It is only when the lava is covered by ash, in fact, that flowing streams begin to develop and significant fresh water erosion begins to occur.  It takes some explanation to convey to visitors why they cannot see flowing rock and flowing water in the same area!  We are all familiar with the lack of standing or flowing water on the flanks of Kilauea and Mauna Loa – even their windward slopes.  If the ground surface were not almost entirely porous rock, water would accumulate and Kilauea would have geysers, thermal pools and other features similar to those seen at Yellowstone, the other U.S.  National Park located over a geological “hot spot.”

Once the ground is covered with ash, at any rate, rainfall, instead of percolating into the surface, begins to flow over the surface.  Drops become trickles, trickles turn into rivulets and thence to streams.  As the volume of the flowing water increases, particles of soil begin to be displaced and channels start to form  (most residents here know about Ka ua wa`awa`ahia o Waipi`o – “The furrow-cutting rain of Waipi`o”).  As erosion progresses, the streams continue to cut down through ash layers and become powerful and debris-bearing enough to begin to erode the underlying lava.  Since lava flows differ in their density, they erode at different rates and waterfalls begin to appear at the edge of harder rock.  As experience of this Island reveals, some of its beautiful features occur only on the rainy sides of the oldest volcanoes.
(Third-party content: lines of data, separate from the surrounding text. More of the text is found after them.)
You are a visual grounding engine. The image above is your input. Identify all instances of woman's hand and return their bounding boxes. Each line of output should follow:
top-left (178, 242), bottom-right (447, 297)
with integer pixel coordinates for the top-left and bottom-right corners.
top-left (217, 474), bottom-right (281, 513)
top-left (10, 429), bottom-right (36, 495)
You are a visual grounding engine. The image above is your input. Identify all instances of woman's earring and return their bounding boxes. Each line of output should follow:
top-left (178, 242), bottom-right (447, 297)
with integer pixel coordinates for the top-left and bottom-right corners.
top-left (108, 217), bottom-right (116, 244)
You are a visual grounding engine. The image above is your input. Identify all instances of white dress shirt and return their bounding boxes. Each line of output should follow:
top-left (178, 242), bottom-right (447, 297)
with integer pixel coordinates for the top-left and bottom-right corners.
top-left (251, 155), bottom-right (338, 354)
One consequence of the water undoing the creations of Pele is that as we traverse the windward flanks of Mauna Kea and Kohala we frequently encounter steep-sided kahawai, or gulches.  Thus, the ala ulili, down one side and up the other.  Those traveling on foot count themselves fortunate if they are on a trail, steep though it may be, that takes them across the kahawai.  Lacking a trail developed by humans, in fact, travelers are well advised to stay up on the side until they find a pig trail, since these creatures are quite familiar with the best ways to cross such obstacles.
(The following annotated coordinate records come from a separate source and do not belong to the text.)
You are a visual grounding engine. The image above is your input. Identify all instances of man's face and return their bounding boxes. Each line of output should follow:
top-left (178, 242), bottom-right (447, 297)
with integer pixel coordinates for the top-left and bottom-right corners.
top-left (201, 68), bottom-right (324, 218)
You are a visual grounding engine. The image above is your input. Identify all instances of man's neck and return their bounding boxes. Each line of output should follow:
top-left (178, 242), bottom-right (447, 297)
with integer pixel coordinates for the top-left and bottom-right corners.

Isabella Bird, describing her visit here in 1873, wrote of her astonishment when, on a ride from Hilo toward Waipi`o, her mounted guide suddenly disappeared in front of her!  She quickly understood when she came to the side of the precipice to see him sliding on his horse down the pali and had to overcome her own considerable hesitation in following.  It was a measure of her progress when, some months later, as she ended a day of riding solo from Waimea she did not hesitate to urge her mount over the edge to take evening shelter with the residents of Laupahoehoe.
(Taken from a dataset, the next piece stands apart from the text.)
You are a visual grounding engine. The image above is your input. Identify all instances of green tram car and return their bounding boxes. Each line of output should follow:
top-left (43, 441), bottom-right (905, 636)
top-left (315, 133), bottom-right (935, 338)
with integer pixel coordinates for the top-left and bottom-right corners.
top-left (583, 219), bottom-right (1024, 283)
These days, of course, highway bridges take us right across the kahawai, going between Waipi`o and Hilo, only into the three with sweeping curves at Ka`awali`i, Laupahoehoe and Maulua.  The old trails have often disappeared under brush, landslides or construction projects.  Finding and walking on the remaining ala is like traveling to an earlier time.  And whether or not you get to walk on an old trail, take a look at the gulches as you drive the awesome Hamakua Coast.  Think about what it would be like to cross them on foot.  Honor the skill and determination of the people of times past by whispering softly, “Hamakua i ke ala ulili.”